Just as subsidized service inputs have been deemed to constitute subsidies in production and exports of goods, subsidies to goods can also constitute subsidies to exports of traded services.

In some cases, such as in maritime services, subsidies to service providers are conditional on use of domestic goods. Thus, in the US an operating differential subsidy is provided to US operators of ships built in the US of US materials.

There are also similar subsidies related to production and maintenance of aircraft, and these affect competitiveness of air transportation and airline companies.

There is also a similar link between subsidised goods and services as when the services fall under the subsidy programme applied to a particular goods export -- such as for advertising agricultural products of the US as part of its Export Entitlement Programme.

Monopolies, including de facto monopolies in the private sector, are more prevalent in the services than in the goods sector.

GATS provides its Members ensure that monopolies and exclusive service providers don't supply a monopoly service in a manner inconsistent with a Member's obligations. But this mainly applies to a domestic monopoly service provider in dealings with foreign service providers in other sectors using its services.

However, says UNCTAD, there is need for a further study of the extent to which such monopolies could compete unfairly on the international market, as well as the extent to which they could cross-subsidize or provide services at less than cost on their exports.

In the GATT, subsidies are dealt with through countervailing measures. But such a system may not be suitable for trade in services.

However, some countries are beginning to arm themselves with mechanisms to deal with unfair trade practices -- such as through subsidies and dumping -- prevalent in some services sectors. The EU, for example, has armed itself with powers to deal with unfair trade practices in maritime sector.

But many countries are avoiding use of countervailing duties to deal with this problem, preferring to deal with problems of price discrimination through anti-dumping actions.

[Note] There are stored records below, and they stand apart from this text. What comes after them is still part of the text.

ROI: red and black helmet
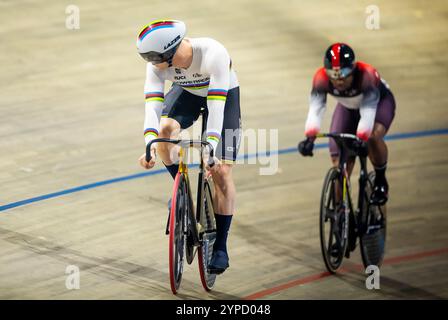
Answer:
[324,42,355,79]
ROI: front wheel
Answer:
[198,179,216,291]
[169,173,189,294]
[319,168,348,273]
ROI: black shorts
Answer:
[162,84,242,162]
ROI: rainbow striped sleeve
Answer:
[144,128,159,138]
[207,132,221,144]
[145,91,165,102]
[207,89,227,101]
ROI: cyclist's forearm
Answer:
[206,95,227,150]
[305,93,326,137]
[143,98,163,145]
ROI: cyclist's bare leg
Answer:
[368,122,389,205]
[209,163,236,273]
[157,118,181,166]
[331,155,356,203]
[368,122,388,166]
[212,163,236,215]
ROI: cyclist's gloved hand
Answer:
[298,137,314,157]
[138,145,156,169]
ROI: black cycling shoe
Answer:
[370,183,389,206]
[208,250,229,274]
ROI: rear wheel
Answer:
[319,168,348,273]
[169,173,188,294]
[198,179,216,291]
[360,172,386,268]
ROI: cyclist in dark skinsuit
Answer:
[299,43,395,205]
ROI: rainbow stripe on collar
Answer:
[207,132,221,143]
[143,128,159,138]
[207,89,227,101]
[145,91,165,102]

Actions to countervail government subsidies could be politically sensitive and could produce reactions, while actions against dumping by private firms are seen as less likely to provoke reactions.

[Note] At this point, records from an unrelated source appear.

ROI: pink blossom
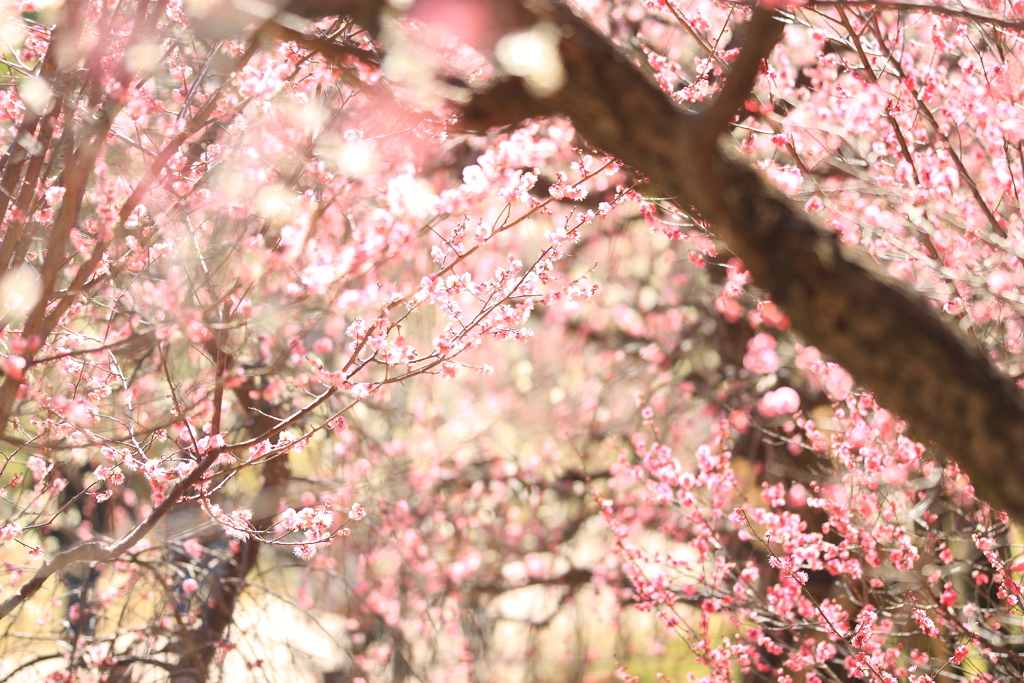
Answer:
[758,387,800,418]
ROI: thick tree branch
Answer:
[286,0,1024,519]
[700,6,785,143]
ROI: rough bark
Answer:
[284,0,1024,519]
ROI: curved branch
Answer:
[299,0,1024,519]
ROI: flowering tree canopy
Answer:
[0,0,1024,683]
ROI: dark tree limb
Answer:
[282,0,1024,519]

But it is difficult to envisage a system where action could be taken against subsidized imports but not dumped ones, or provide for substantially different mechanisms to deal with injurious dumped and subsidized imports, UNCTAD adds.

All these, UNCTAD says, underlines the need for pioneering work to identify subsidies on services and assess their trade impact.

While GATS provides for exchange of information on the subsidies provided by each party to its domestic producers, there are differing interpretations of what constitute subsidies.

Trade in Services extends beyond trade in goods in that it covers commercial presence and movement of natural persons. A proper compilation of subsidies in services would need analysis of all government programmes, many of which may not even be directly trade-related. Programmes involving trade in goods might also have an effect on services. Actual practices may differ from announced policies and compilation of such information could be time-consuming.

Past GATT experience about self-notifications suggest these would be unsatisfactory in that governments would be reluctant to designate their practices as subsidies lest they attract countervailing actions, UNCTAD notes and suggests that there is thus need for more systematic identification of subsidies to services production and trade.

In terms of UNCTAD's own work programme and priorities, the document suggest focus on a sectoral basis in areas where subsidies have a major impact on trade in sectors of export interest to developing countries, such as in construction and engineering services.

Specific issues related to the different modes of delivery could also be looked into, with studies examining possible benefits received by corporations to allow them to compete more effectively in world trade in services -- including through commercial presence in foreign markets.